The traditional Glk way would be to have separate functions for each way of providing the arguments, but that would be 20 functions just for this one API (4 types of properties times 5 types of values). There’s also have to be 4 functions for the corresponding glk_clear_css, and I also intend to have a glk_set_css_stylehint for adding extra stylehints before a window is created. All in all I think there would be at least 48 functions!

But there are other ways I could design the C API. So I’d like your advice on what to do, from the perspective of a user of the API in either C or Inform 6, or from the perspective of the Dispatch system, which I’ve never really looked at the details before. Some of these options may not really be feasible in the current Dispatch system.

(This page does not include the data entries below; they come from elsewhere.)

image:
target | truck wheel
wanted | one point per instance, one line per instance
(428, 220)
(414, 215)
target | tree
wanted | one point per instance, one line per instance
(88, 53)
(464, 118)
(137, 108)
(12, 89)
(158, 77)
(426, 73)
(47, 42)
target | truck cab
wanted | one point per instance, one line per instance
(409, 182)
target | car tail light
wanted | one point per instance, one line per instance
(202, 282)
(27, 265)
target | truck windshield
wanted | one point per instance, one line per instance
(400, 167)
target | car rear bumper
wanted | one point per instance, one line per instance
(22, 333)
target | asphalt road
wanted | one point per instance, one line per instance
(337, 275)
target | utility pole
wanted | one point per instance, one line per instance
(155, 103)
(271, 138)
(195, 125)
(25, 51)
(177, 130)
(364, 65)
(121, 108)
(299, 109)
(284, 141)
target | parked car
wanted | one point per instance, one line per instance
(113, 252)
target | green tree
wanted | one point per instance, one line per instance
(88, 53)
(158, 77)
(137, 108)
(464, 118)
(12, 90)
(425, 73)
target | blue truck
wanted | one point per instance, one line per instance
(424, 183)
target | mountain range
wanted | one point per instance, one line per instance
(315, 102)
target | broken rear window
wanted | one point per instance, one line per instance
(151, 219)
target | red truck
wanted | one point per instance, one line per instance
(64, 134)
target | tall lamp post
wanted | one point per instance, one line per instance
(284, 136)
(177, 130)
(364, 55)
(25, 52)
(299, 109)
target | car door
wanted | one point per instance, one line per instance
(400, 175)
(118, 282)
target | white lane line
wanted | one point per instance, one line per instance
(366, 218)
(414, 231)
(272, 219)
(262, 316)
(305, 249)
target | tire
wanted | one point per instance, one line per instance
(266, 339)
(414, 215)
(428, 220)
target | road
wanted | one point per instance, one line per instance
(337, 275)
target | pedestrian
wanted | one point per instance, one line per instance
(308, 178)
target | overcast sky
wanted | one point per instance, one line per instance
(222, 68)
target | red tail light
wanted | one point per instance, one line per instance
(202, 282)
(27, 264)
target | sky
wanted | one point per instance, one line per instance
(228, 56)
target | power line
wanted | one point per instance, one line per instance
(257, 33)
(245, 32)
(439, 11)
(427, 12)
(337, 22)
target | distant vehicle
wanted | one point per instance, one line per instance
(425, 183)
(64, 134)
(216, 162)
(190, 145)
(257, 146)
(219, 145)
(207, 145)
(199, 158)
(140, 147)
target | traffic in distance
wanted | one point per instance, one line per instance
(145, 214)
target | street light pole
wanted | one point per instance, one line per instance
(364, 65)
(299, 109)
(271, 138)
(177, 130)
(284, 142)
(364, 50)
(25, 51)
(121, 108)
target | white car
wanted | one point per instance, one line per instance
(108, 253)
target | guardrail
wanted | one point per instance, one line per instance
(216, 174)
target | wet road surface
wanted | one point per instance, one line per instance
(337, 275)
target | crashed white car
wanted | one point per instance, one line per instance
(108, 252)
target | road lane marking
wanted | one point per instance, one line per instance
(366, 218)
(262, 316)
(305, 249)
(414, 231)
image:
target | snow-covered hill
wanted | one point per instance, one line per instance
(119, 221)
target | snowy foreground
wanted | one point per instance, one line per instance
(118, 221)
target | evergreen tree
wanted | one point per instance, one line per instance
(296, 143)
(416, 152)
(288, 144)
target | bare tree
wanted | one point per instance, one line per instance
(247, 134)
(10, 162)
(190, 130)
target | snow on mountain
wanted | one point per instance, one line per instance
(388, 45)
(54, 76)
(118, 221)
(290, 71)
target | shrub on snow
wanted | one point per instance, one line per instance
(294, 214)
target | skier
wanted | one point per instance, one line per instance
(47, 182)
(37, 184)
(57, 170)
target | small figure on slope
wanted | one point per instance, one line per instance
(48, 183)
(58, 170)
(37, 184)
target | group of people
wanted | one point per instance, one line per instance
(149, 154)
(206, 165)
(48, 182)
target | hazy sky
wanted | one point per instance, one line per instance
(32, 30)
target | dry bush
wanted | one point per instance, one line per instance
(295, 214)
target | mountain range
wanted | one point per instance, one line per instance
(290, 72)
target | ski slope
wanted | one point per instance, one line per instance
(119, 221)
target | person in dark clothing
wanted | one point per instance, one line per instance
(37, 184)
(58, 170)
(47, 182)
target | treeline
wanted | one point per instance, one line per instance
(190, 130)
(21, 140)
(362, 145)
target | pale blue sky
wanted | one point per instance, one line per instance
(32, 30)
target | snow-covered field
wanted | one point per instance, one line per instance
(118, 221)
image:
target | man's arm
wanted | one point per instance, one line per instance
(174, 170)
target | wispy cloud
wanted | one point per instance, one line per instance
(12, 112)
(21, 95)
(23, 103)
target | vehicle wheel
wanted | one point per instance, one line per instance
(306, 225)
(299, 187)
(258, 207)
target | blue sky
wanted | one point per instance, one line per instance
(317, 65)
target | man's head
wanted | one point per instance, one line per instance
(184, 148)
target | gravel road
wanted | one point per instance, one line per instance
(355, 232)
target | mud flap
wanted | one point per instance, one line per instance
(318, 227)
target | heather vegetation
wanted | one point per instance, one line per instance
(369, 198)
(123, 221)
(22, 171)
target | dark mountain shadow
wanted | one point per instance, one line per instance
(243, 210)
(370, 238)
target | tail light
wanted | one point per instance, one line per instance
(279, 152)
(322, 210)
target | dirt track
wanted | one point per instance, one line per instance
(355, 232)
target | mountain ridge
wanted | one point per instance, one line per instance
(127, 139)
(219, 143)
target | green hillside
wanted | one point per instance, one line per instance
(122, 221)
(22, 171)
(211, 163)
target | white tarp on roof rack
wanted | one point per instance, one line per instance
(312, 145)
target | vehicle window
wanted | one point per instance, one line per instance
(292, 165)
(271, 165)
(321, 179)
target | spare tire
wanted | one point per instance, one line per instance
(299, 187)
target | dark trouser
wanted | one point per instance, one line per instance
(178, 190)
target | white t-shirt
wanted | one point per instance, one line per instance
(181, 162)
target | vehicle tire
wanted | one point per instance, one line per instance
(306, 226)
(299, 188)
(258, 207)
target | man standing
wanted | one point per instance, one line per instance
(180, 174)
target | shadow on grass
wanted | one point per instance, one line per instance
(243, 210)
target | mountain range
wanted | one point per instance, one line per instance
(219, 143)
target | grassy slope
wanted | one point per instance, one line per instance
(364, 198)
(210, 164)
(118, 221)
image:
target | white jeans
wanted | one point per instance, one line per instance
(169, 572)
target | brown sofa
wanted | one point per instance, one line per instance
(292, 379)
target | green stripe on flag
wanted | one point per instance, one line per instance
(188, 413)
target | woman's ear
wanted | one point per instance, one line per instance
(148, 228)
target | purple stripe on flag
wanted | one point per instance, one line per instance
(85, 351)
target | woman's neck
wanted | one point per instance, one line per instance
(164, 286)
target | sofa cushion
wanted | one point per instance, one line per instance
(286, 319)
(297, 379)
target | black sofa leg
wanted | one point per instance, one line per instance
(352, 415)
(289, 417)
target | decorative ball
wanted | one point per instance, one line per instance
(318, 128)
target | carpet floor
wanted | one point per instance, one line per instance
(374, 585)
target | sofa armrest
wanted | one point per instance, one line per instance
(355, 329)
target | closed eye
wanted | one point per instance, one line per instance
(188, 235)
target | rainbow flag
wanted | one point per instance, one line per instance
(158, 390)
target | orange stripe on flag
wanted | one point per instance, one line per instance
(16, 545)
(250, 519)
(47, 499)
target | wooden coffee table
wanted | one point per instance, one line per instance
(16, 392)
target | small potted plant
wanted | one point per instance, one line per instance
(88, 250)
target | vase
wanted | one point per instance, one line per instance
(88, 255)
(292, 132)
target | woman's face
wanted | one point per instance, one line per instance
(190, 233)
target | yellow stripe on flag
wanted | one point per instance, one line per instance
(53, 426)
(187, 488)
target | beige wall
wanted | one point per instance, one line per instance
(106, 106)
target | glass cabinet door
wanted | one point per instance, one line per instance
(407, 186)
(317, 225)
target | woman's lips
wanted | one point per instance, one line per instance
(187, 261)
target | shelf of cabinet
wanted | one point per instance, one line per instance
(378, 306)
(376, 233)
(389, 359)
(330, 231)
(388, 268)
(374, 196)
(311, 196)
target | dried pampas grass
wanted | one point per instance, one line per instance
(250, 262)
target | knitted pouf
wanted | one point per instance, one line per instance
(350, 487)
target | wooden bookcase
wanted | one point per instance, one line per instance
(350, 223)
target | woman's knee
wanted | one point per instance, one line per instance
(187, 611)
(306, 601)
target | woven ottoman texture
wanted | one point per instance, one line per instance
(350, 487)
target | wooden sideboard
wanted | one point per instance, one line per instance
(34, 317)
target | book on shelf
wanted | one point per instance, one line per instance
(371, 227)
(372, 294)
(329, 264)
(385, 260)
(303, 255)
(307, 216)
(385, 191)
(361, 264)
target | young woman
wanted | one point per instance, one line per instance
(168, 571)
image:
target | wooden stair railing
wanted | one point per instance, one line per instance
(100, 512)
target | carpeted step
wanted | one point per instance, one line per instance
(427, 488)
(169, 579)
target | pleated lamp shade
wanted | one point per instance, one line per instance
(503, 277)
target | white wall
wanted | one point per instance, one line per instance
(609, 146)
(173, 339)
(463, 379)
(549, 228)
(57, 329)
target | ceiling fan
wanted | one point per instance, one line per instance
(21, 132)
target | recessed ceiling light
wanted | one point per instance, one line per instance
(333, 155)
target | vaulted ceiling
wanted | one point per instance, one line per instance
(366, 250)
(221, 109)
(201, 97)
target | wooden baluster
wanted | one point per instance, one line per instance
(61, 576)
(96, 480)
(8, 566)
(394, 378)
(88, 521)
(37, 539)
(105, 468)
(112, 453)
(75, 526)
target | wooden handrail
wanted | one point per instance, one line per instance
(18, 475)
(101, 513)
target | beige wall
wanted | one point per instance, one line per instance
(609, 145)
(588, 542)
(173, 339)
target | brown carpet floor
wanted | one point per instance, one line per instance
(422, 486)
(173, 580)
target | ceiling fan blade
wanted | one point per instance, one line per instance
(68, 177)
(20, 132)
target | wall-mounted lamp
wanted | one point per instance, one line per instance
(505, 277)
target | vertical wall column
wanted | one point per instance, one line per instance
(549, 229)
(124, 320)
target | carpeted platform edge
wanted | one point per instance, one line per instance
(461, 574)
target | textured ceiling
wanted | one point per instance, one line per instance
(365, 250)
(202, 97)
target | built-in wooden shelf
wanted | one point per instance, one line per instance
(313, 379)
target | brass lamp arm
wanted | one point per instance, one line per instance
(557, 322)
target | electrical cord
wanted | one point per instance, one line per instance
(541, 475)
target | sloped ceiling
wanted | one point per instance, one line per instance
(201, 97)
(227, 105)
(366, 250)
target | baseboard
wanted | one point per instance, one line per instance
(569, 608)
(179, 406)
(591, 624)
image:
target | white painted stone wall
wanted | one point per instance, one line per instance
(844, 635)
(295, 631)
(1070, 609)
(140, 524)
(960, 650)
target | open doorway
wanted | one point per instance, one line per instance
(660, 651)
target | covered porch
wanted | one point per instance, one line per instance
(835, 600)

Here are the options I can think of:

The full explicit API as described above, with a unique C function for each parameter combination. (48 functions total)
Have different functions for each type of parameter, but don’t allow mismatched types, so that the property and value must both be a ASCII buffer or both UTF-32 null-terminated etc. But also have separate functions for uint32 values. (24 functions total)
The same as 2 except that uint32 values are scrapped and must be represented as strings instead. (16 functions total)
Use a C struct for each parameter, so that they each carry their own type with them. (4 functions total) (Whether a true C union struct or just a Glk struct with 3 members for type, addr, len I’m not sure.)
Specify the type in the function signature: glk_set_css(property_type, property_addr, property_len, value_type, value_addr, value_len); (The len arguments would only be for buffers.) (4 functions total)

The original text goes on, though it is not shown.